In 1986, Palme, in his second stint as prime minister, was gunned down on the snowbound streets of Stockholm after visiting a downtown cinema with his wife. Despite multiple investigations, countless theories, and the conviction of a minor criminal that was later quashed, the murder remains a mystery and no culprit has been found.
Palme’s slaying is seen in Sweden as the end of its innocence. If nothing else, it coincided with the institution of free-market reforms. Many intellectuals, such as Mankell, believed that Sweden became a much harsher place after Palme was killed, particularly for migrants from Africa and Asia.
Which brings us back to the issue we began with. According to OECD statistics, of the 28 nations it surveyed, Sweden has the highest negative gap in its employment rate between native and foreign-born populations. Non-European immigrants with low education had an unemployment rate of almost 37% in 2016. The overall unemployment rate is about 7%.
Many migrants struggle to penetrate the job market in Sweden, loaded as it is towards high-education, high-training, high-productivity work. It’s not overt racism that holds them back so much as the daunting bar to entry for those lacking the requisite skills and relevant education. In other large European cities, such as London and Paris, there is a much bigger pool of low-skilled or unregulated jobs in which new arrivals can find work. In Sweden, it can take a long time – several years – for migrants to access the job market.
Brave new world
Some experts in Crouch’s book suggest that if Sweden is going to accommodate its migrant population in a way that doesn’t leave them alienated and marginalised – and prey to the grenade-throwing drug gangs – then the Swedish model will have to be reformed once more.
“The debate bubbles up and then it disappears and bubbles up again,” says Crouch. “I think we need to be a bit more granular about it. Immigrants from some countries, such as the Syrians, are generally extremely well educated. They’ve got international business experience, they speak English, and Sweden is really bad at identifying those people who can be fast-tracked to make use of them for the economy. After all, there’s a skilled-labour shortage in Sweden.”

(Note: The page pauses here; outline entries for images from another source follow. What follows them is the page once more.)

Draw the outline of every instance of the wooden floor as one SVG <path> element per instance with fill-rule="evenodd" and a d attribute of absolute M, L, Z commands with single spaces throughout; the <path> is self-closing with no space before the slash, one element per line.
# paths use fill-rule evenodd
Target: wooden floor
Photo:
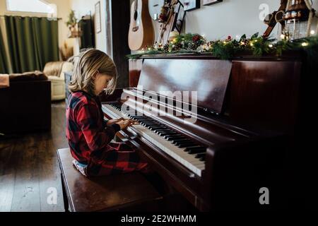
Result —
<path fill-rule="evenodd" d="M 64 211 L 57 150 L 67 146 L 64 102 L 52 104 L 51 131 L 0 140 L 0 212 Z"/>

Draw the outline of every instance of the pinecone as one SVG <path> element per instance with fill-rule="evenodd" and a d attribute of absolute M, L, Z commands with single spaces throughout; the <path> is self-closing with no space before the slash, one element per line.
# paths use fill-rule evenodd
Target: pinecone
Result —
<path fill-rule="evenodd" d="M 163 47 L 163 51 L 168 52 L 169 51 L 169 44 L 165 44 Z"/>

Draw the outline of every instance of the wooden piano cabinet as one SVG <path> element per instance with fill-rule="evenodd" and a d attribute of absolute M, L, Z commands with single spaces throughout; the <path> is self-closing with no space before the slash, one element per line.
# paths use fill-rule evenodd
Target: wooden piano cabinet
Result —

American political thinker Robert Putnam popularised the theory of social capital, in which he argued that homogenous societies are able to create more productive bonds of trust and understanding than those with diverse communities. In a crude sense, the status quo has worked well for the native Swedish population while failing to encompass a significant minority of newcomers.
But Crouch remains optimistic. As he says, in the latter part of the last century and at the beginning of this one, “Sweden coped pretty well with integrating people from the Balkans who were fleeing the wars there, and those fleeing the Iraq war.”
Probably the most popular Swede of the present era is footballer Zlatan Ibrahimović, who is a kind of national icon. Ibrahimović was born in Sweden, but his parents came from the Balkans in 1977. He is the poster boy for a new multicultural Sweden, towards which most Swedes – with the exception of followers of the nationalist Sweden Democrats party – want to move.
How to achieve a more inclusive social cohesion, while maintaining the economic model that has brought so much success, is the question to which no one yet has a convincing answer. Whatever happens, though, the tired, poor, huddled masses are still likely to receive a much warmer welcome in Sweden than in Donald Trump’s America.
Almost Perfekt: How Sweden Works and What We Can Learn From It, by David Crouch (Allen & Unwin, $32.99).